Она закурила сигарету. Я представил себе, как дым наполняет мою белую комнату, осаждается на свежей краске и окрашивает ее в желтоватый цвет. Сигаретный дым достиг также страниц рукописи, окрасил их и оставил на них след присутствия Фелисити.
Рукопись была словно незаконченная музыкальная пьеса. Состояние незавершенности значило больше, чем ее существование. Как дополнительный аккорд, я искал развязку, окончательную звуковую гамму.
Фелисити собрала посуду, отнесла на кухню и сложила в мойку. Я взял рукопись и двинулся к лестнице.
– Ты идешь собирать вещи?
– Я не поеду с тобой, – ответил я. – Я хочу закончить свою работу.
Она вышла из кухни. С ее рук капала пена.
– Питер, все решено. Ты едешь со мной!
– Я займусь своей работой.
– Что ты вообще там понаписал?
– Я уже говорил.
– Позволь посмотреть!
Ее маленькая рука протянулась ко мне, и я крепче прижал к себе рукопись.
– Никто не будет ее читать.
Она отреагировала на это так, как я и ожидал: неодобрительно прищелкнула пальцами и покачала головой. Делал я что-нибудь или не делал, это не имело для нее никакого значения.
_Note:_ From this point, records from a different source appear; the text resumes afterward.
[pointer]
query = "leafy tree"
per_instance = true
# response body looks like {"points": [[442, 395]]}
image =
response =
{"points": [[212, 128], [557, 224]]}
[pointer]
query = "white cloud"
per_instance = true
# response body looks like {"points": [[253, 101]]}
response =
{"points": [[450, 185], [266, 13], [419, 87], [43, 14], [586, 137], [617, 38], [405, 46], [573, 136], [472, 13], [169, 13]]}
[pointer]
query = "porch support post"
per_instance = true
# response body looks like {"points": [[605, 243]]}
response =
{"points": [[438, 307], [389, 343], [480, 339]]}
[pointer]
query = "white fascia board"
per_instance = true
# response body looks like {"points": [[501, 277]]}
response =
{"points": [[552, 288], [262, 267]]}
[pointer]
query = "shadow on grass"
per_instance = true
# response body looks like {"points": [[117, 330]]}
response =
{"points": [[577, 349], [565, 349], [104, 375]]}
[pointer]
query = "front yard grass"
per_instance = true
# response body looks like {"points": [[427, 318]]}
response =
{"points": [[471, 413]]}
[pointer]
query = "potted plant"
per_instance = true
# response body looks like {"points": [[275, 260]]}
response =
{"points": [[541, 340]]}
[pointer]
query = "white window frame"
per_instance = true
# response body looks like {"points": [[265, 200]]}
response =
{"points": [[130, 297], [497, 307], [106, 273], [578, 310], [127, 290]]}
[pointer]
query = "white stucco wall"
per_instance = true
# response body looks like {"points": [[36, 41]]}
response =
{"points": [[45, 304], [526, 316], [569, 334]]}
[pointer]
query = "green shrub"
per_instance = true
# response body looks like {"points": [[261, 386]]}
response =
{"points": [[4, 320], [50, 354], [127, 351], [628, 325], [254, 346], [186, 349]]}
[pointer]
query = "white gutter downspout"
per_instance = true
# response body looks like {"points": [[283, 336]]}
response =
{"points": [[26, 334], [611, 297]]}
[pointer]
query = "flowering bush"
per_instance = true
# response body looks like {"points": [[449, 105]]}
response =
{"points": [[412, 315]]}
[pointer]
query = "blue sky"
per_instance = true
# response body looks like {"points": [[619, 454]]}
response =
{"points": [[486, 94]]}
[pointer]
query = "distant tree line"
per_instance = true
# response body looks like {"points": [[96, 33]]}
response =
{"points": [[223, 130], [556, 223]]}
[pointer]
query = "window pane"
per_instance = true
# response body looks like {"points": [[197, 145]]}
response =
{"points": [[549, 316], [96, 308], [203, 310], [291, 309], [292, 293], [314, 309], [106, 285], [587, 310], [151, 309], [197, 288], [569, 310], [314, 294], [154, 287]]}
Я сидел в одиночестве на скатанном спальном мешке, что есть силы прижимая к себе рукопись. И готов был заплакать. Внизу Фелисити обнаружила пустые винные бутылки и что-то обвиняюще крикнула мне наверх.
Никто никогда не должен был прочесть мою рукопись. Это был мой личный мир, определение моего «я». Я рассказал историю, чтобы она была читабельна, переработал и дополнил ее, но предназначалась она только мне одному.
Наконец я спустился вниз и увидел, что Фелисити выставила мои пустые бутылки в маленький коридорчик у лестницы. Их оказалось так много, что я с трудом сумел перешагнуть через них, чтобы попасть в белую комнату. Там меня ждала Фелисити.
– Зачем ты принесла в дом эти бутылки? – спросил я.
– Ты же не можешь оставить их в саду. Что ты, собственно, обо всем этом думаешь, Питер? Хочешь упиться до смерти?
– Я здесь уже много месяцев.
– Мы должны найти кого-нибудь, кто бы их забрал. Когда приедем сюда в следующий раз.
– Я не поеду с тобой, – сказал я.
– Ты можешь жить в комнате для гостей. Дети весь день гуляют, а я оставлю тебя в покое.
– Да, конечно. Почему бы тебе не сделать этого сейчас же?
Она уже собрала часть моих вещей и отнесла в багажник своего автомобиля. Потом закрыла все окна, закрыла водопроводные краны и вывернула пробки. Я молча наблюдал за этим, крепко прижав рукопись к груди. Все пошло прахом. Слова остались недописанными. Я слышал воображаемую музыку: звучал доминант-септаккорд, во все времена определявший звуки марша. Мелодия начала запинаться, как бывает с пластинкой, когда игла буксует на звуковой дорожке и музыку внезапно прерывают щелчки. И тотчас же игла адаптера в моей душе достигла последней внутренней бороздки, чтобы многозначительно проследовать дальше и равнодушно пощелкивать – тридцать три раза в минуту. Наконец кто-то поднял адаптер и на меня навалилась тишина.